When James Stewart arrived at Palm Beach in 2016 to shoot his first scenes for Home and Away, he assumed the job would only last a short time. Instead, it became one of the biggest chapters of his life.
Over the past 10 years, the long-running drama has delivered far more than he expected. Along with success and close friendships, the role also brought security and support for his daughter, Scout.
“What an incredible decade it’s been,” James, 50, told TV WEEK. “My daughter and I often go back through photos on my phone – which have become sort of an archive of history for people now – and we arrived in Sydney when Scout was only four.”
At the time, his main focus was Scout, his daughter with actress Jessica Marais. Taking on the role came with the challenge of balancing work and parenthood, but it also offered something he badly needed.
“Being a single father was scary so, when I was offered this job, I thought, ‘Okay. Here’s something I can sink my teeth into and sign for three years’, which enabled some stability. I put my daughter through school and had a steady income. What started happening, unknowingly, to me was that I began to build a family.”
James joined the series as Justin Morgan, a fiercely protective older brother whose arrival in Summer Bay quickly made an impression, especially during his early clash with local bad boy Ash, played by George Mason. But Australian audiences had already come to know him well from Packed to the Rafters, where he played Jake Barton from 2009 to 2013.
That role earned him a TV WEEK Logie nomination for Best New Talent in 2010 and gave him a strong fan following before he even stepped into Summer Bay. Even so, he admitted the attention brought pressure.

“You’re always in an audition, even when you’re in a job, so you want the character to be attractive enough to the audience and producers that they keep you on,” he says. “I felt some pressure, but it just makes me study and work harder to get it right.”
After watching Erik Thomson and Rebecca Gibney, whom he described as “people I admire greatly”, lead the cast on Packed to the Rafters, James felt prepared to take on a central role again alongside his on-screen Home and Away siblings, played by Penny McNamee, Jackson Heywood, Orpheus Pledger and Olivia Deeble.
“You can’t do it alone, though,” he says. “I came in with the Morgan family, so we all led the storyline at one time or another. It felt like teamwork.”
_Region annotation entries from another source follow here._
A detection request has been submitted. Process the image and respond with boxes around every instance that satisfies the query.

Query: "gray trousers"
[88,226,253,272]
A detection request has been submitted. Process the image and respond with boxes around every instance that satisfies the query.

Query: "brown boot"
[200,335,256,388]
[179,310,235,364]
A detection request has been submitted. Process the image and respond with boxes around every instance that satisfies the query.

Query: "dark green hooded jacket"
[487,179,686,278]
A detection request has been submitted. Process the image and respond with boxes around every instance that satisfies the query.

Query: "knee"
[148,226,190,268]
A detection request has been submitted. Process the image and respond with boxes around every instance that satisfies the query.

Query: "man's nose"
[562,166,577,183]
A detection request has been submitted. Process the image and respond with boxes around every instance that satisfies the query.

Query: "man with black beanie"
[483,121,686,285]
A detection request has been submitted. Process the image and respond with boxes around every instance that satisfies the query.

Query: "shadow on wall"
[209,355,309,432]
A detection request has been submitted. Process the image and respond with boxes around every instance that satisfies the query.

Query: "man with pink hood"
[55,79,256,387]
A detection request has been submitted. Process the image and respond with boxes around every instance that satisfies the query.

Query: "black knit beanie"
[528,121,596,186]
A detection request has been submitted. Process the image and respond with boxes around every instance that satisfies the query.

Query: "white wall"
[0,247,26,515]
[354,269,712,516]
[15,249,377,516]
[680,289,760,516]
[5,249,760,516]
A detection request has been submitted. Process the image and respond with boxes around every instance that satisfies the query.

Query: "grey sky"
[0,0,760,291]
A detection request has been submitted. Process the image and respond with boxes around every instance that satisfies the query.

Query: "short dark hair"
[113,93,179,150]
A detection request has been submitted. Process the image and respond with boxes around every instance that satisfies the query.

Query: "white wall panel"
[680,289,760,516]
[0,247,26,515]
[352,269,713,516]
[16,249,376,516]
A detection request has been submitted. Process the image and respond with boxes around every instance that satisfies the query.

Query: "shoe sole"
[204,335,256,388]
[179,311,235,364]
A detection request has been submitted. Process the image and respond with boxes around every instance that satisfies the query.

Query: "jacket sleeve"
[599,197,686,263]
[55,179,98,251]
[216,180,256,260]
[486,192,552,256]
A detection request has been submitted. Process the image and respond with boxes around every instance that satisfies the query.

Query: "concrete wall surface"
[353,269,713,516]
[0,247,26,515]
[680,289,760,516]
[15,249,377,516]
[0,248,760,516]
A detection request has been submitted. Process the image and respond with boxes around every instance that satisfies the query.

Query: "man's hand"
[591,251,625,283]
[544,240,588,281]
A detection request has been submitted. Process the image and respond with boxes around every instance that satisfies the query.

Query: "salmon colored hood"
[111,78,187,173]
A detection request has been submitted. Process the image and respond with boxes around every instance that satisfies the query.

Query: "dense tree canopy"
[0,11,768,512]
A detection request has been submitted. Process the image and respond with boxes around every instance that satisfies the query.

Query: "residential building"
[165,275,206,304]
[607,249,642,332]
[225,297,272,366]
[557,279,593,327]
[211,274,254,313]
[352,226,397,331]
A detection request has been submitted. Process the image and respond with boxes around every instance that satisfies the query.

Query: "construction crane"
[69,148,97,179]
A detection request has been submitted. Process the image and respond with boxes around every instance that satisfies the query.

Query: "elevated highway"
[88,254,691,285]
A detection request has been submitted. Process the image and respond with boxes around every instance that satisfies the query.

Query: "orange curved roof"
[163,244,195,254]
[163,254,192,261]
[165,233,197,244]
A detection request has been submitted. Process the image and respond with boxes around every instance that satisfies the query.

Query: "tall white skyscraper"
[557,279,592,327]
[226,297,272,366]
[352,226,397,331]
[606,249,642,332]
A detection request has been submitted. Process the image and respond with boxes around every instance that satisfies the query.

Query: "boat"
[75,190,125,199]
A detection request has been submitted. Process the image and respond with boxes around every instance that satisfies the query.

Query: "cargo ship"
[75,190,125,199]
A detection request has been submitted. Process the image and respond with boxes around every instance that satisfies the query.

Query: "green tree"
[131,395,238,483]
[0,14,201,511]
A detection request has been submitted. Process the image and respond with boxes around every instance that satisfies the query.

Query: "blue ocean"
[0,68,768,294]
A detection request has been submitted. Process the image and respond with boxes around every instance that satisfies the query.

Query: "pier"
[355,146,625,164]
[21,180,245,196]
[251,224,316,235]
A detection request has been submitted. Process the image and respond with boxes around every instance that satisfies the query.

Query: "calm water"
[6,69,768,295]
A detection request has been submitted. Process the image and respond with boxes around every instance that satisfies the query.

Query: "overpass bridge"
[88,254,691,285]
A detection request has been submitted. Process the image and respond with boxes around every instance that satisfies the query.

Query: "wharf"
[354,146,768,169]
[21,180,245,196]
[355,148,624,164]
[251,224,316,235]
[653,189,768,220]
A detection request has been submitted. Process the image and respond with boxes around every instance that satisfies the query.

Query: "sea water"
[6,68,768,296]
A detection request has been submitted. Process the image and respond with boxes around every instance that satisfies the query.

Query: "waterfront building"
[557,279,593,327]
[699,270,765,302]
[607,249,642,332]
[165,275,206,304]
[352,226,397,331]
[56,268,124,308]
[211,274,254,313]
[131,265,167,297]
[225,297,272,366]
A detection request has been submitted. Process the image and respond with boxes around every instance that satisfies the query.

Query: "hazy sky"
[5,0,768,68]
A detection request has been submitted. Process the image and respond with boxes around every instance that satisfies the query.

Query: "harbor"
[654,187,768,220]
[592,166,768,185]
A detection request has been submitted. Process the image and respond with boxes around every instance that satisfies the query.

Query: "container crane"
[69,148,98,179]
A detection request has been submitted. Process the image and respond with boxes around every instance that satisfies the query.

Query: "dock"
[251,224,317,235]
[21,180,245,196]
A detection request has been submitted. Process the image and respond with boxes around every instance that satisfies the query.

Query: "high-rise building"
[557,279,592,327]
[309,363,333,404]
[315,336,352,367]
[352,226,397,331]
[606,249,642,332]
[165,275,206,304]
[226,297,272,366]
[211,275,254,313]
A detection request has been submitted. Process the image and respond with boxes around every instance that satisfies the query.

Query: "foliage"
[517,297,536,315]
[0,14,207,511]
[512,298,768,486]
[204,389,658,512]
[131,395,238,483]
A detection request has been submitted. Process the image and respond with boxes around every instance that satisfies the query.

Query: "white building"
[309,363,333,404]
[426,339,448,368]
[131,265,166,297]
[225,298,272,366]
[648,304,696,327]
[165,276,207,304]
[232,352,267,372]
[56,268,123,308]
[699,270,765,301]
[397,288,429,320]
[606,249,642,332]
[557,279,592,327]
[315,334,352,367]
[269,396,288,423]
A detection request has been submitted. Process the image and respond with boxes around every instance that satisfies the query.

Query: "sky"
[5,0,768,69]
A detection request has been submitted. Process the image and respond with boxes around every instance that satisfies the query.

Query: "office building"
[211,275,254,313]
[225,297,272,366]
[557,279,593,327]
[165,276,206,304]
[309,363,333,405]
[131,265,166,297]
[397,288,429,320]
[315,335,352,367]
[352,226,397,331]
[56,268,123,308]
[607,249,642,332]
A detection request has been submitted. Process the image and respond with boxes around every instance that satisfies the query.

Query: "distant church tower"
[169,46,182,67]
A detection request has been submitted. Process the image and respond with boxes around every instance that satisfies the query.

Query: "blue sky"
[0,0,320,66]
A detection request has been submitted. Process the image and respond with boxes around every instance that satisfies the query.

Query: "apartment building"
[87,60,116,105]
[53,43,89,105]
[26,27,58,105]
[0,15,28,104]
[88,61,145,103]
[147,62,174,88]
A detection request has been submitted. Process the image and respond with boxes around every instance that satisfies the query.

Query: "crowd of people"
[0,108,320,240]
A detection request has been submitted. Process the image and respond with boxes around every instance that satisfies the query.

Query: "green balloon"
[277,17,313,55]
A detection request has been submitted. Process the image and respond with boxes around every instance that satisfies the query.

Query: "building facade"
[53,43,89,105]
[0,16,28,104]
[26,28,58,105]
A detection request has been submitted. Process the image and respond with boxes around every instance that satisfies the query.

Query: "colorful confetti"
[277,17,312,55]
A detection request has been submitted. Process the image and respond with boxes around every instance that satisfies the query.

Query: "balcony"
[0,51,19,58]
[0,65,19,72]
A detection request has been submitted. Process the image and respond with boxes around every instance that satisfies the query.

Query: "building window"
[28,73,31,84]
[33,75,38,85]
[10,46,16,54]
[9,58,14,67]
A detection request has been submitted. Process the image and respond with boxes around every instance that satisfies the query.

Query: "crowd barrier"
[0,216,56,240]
He believes that spirit has always been central to the show’s popularity.
“Aside from the lighthouse or bikini bodies running out of the water, which are synonymous with the show, Home and Away has always been about relationships. People like seeing those things just as much as they enjoy watching Alf having a cuppa and a chat.”
Now the only Morgan sibling left in the series, James has seen Justin evolve into a very different character. Without his family around him, Justin has had to work out who he is on his own while dealing with near-death experiences, addictions and rocky romances.
But his most fitting love story has been with Leah, played by his real-life fiancée Ada Nicodemou. For James, their on-screen wedding stands out as his favourite moment.
“The Justin and Leah wedding was a really personal moment for me,” he says. “We grew up in the shadow of Scott and Charlene getting married on Neighbours so that was our prototype. I called my brother who’s a musician and he got a friend’s song to play and sing.
“The cast and crew all went away together. It was a great time. And I loved watching Justin, Leah and Theo [Matt Evans] became a family.”
As for whether he could stay in Summer Bay for another decade, James is not ruling it out.
“When I look back at everything that’s happened, I really do love this place,” he says of the show. “I spend more time with these people than my actual family, and I’ve thought about that [staying on] for quite a while…I have to say, ‘Watch this space’… But if they offer me another contract, I think I’ll be staying.”